Cave of Forgotten Dreams (Die Höhle der vergessenen Träume – Werner Herzog, 2010)

Cave of Forgotten Dreams ist der erste 3D-Film, bei dem ich aus voller Überzeugung sagen würde, dass er in 2D weniger gut gewesen wäre, dass er 3D braucht, um zu wirken. Mit absoluter Unmittelbarkeit werden so die Fels- und Tropfsteinformationen und 32000 Jahre alten und damit ältesten bisher gefundenen Höhlenmalereien beinahe greifbar und der Film vermag nur so richtiggehend spürbar in eine fremde Welt und andere Zeit zu entführen. Da brauchte ich erst mal kurz, um danach in die Realität zurückzufinden, in der ich mich plötzlich ganz klein fühlte angesichts der ungeheuren, unüberwindbaren Macht der Zeit, die alles irgendwann als Schutt und Asche zurücklässt. Welche Spuren werden von mir, von uns in 30000 Jahren übrig sein? Meist (!) sehr subtil stellt Werner Herzog hier anthropologische Fragen über das, was den Menschen ausmacht, über Vergänglichkeit und das Festschreiben in der Zeit, über Unwissenheit und Kulturen, die unserer so fremd sind und doch am gleichen Ort existierten. Sehr schön auch, wie leidenschaftlich die Wissenschaftler von ihrem Gegenstand sprechen, ohne verkopfte Logik.

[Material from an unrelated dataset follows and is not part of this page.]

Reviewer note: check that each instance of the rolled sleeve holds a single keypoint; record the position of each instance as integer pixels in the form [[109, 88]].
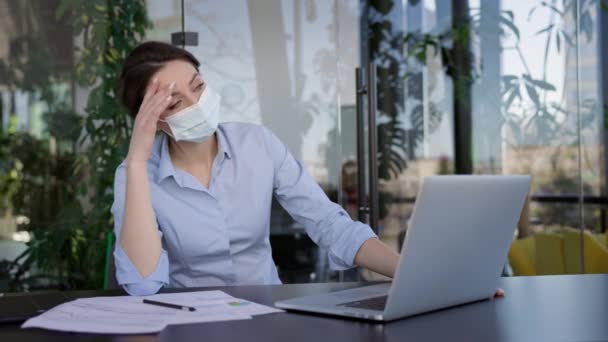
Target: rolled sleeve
[[327, 223], [126, 273]]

Dokumentarfilme können mich für gewöhnlich wenig begeistern, aber nun hat es ausgerechnet so einer geschafft, mich seit langer Zeit mal wieder im Kino zu überwältigen. Dabei macht Werner Herzog mit dem Film nichts anderes, als ein wenig durch die französische Landschaft und die Chauvet-Höhle zu streifen, teils skurrile Menschen zu Wort kommen zu lassen und selbst vielleicht ein wenig zu weit auszuholen, um aus dem Off über diese uralte Kunst zu philosophieren. Doch dieses Thema ist so groß, dass mir beim bloßen Gedanken an diese Jahrtausende ganz schwindelig wird.